– Do you remember Chris Waskevich? I do. Not the person, but the name. Somehow I raced through the 90’s then the ’00’s and never saw Christian Vande Velde filed under ‘Chicago pro success story.’ But Chris Waskevich? He seemed to race everywhere in America and the gnarlier the slugfest, the better his results. I couldn’t pick him out of a lineup of two people, but I can tell you who he raced for: Turin. Not the ancient Italian city, but the Chicago bike shop whose sponsorship embodied a whole city no less than GS Mengoni did New York. Where have you gone, Chris Waskevich, a city turns it’s lonely eyes to you?
– More Turin here. Watch it and forget about the sweet, innocent youth of Jim Ochowicz and Mike Neel. Instead hold your breath until about 6:20. Dig the glimpse of Gerald Ford-era Chicago. Title it ‘Scenes of Metropolitan Leprosy’ and thank God it wasn’t you racing in the 70’s and thank God again if you weren’t yet alive. This isn’t the Chicago of Wilco pop and Intelligentsia coffee. It’s Eastern Bloc. It’s the near end of civilization.
– Another pro I couldn’t ID is Ken Hanson of Optum-Kelly Benefits. He won the 2012 US Pro Criterium Championships which means he got a stars and stripes jersey. But I regret to inform him that since the race is now held in Grand Rapids, Michigan after its 100-year long stint in Downers Grove the victory is hollow.

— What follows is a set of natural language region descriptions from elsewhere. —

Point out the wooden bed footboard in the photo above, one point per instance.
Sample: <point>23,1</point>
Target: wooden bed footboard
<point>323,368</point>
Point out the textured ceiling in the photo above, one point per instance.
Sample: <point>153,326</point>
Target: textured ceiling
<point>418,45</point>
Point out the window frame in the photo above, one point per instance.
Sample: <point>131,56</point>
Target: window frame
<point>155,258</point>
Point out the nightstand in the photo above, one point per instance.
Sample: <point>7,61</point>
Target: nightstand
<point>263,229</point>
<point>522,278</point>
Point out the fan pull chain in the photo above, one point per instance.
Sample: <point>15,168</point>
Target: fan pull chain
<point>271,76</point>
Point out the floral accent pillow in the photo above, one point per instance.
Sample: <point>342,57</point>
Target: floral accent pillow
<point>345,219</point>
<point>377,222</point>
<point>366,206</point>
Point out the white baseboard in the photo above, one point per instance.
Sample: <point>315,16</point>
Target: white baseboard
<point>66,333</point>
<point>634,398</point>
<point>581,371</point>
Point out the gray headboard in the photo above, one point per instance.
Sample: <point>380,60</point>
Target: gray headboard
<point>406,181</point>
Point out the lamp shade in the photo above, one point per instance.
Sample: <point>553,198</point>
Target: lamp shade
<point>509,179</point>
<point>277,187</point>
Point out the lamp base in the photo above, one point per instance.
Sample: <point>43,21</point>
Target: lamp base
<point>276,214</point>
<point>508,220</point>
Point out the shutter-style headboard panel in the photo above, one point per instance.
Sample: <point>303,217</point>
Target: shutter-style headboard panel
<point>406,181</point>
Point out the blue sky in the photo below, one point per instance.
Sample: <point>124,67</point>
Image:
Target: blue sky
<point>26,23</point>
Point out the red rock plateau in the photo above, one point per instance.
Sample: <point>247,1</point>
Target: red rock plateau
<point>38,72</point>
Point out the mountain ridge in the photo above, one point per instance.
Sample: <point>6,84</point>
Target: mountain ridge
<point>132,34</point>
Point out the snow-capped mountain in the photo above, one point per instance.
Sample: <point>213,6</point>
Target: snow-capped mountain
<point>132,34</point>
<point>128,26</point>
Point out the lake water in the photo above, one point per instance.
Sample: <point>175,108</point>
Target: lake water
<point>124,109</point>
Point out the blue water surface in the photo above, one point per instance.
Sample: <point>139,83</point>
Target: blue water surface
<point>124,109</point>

The only thing that redeemed the sketchy prestige of the designation of ‘pro crit champion’ (does any other country hold such a race? Does Belgium have a single-day Kermesse championship?) was the pilgrimage to the holy Chicago suburb of Downers Grove itself.
– I don’t know whether Wilmette counts as Chicago or not. But the somewhat-recently-opened shop Velosmith is clearly the city’s promised land for unordinary brands, extraordinary service, and good-humored roadie pretense. If BKW could have a physical manifestation, Velosmith would be it.
– It’s to be expected that the search for a new AWD wagon inevitably leads to SUV temptation. For anyone with a nose for Euro bikes, naturally the study of SUVs ends up at the Porsche Cayenne. It’s a vehicle that arouses opinion as strong as Shimano v. Campagnolo, with some friends telling me ‘sensational’ and ‘perfect’, while others claim that driving one is culturally indistinguishable from leathered-up CPAs roaring through the ‘burbs on Harleys.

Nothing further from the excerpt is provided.